The Philippines introduces stringent laws for GM products; six European countries in the dock for lax GMO laws

Published: Saturday 15 September 2001

the Philippines has recently passed a stringent law for labelling of products containing genetically modified organisms (gmos). In contrast, six European countries face trial for failing to protect their environment from the gmo threat. As per the new Genetically Engineered Food Right to Know Act of the Philippines, infringement can lead upto 12 years in jail plus a us $2,000 fine. "The bill would give more meaning to the rights of the citizens, who have little knowledge regarding gmos and their possible health affects," said Del de Guzman, Congressperson from the city of Marikina. The bill is being severely criticised by the food manufacturers and importers who apprehend that it would badly affect their sales. "Undoubtedly it would result in a sharp decline of our trade as consumers hesitate to buy products when they start questioning them," said an official of Purefoods, one of the top five food makers of the country. In 2000, tests conducted by the international pressure group Greenpeace had shown that 11 popular food products of the country were contaminated by gmo s. Therefore, experts opine that the new law would provide much-needed protection to the consumers.

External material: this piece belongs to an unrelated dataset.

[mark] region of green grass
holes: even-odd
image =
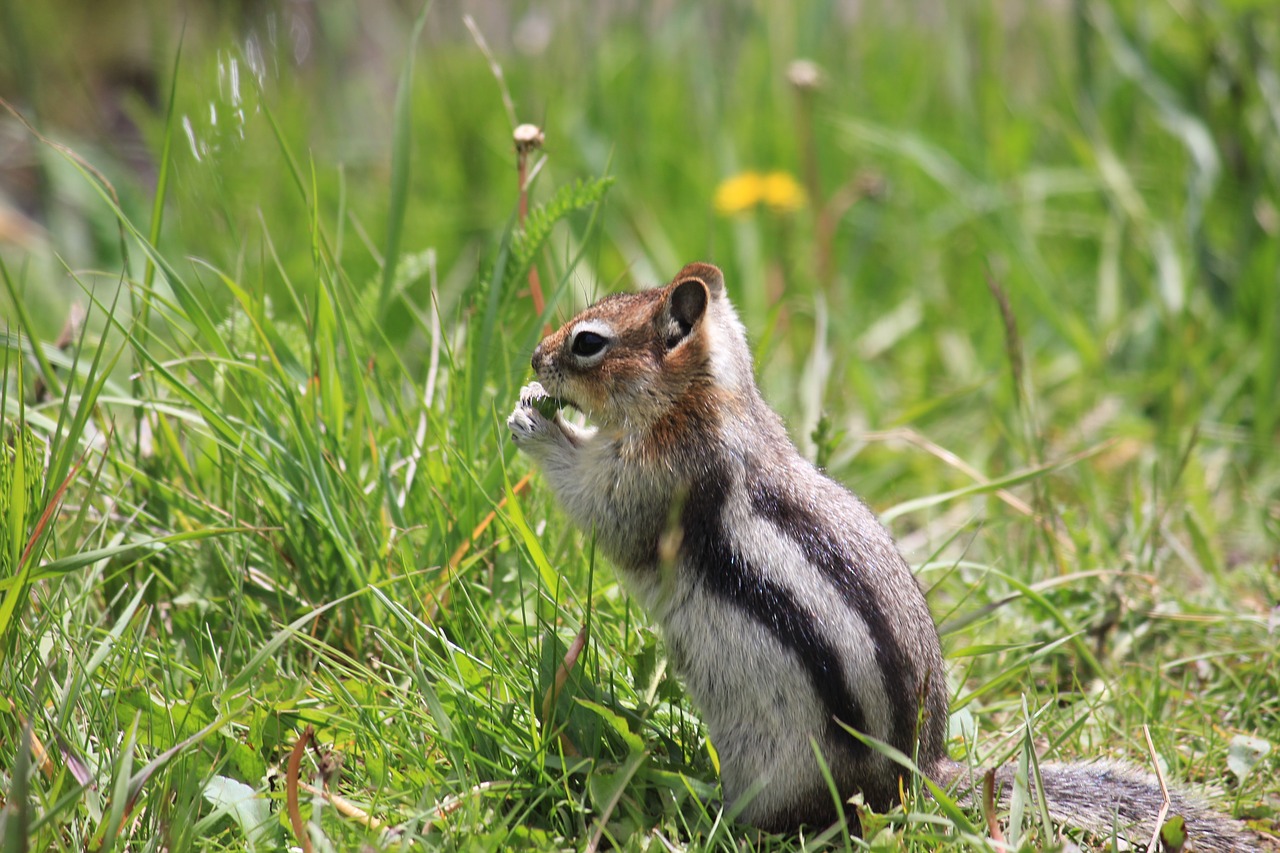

Meanwhile, the European Commission has decided to file a lawsuit against Belgium, Germany, the uk , Greece, Spain and Austria in the European Court of Justice, as they have failed to introduce national legislations that would implement an amendment to a European Union (eu) law on the use of gmos. The organisms include viruses and bacteria that could contaminate the environment and affect human health if they escape. The law requires that the laboratory use of gmos should be done in such a manner that their possible harmful effects on human health and the environment are limited. This involves classification of gmos in relation to the risks they present and applying appropriate physical, biological and chemical containment measures. Such measures may also include use of sealed laboratories or containers. This law was amended in 1998. The amendment aimed at updating the legislation in accordance with the current international practices by incorporating modern standards. It included expanding guidelines on the containment measures and introducing more flexibility to allow for easier adaptation in response to future technical progress. The six countries should have adopted the amendment by June 5, 2000, but they failed to do so.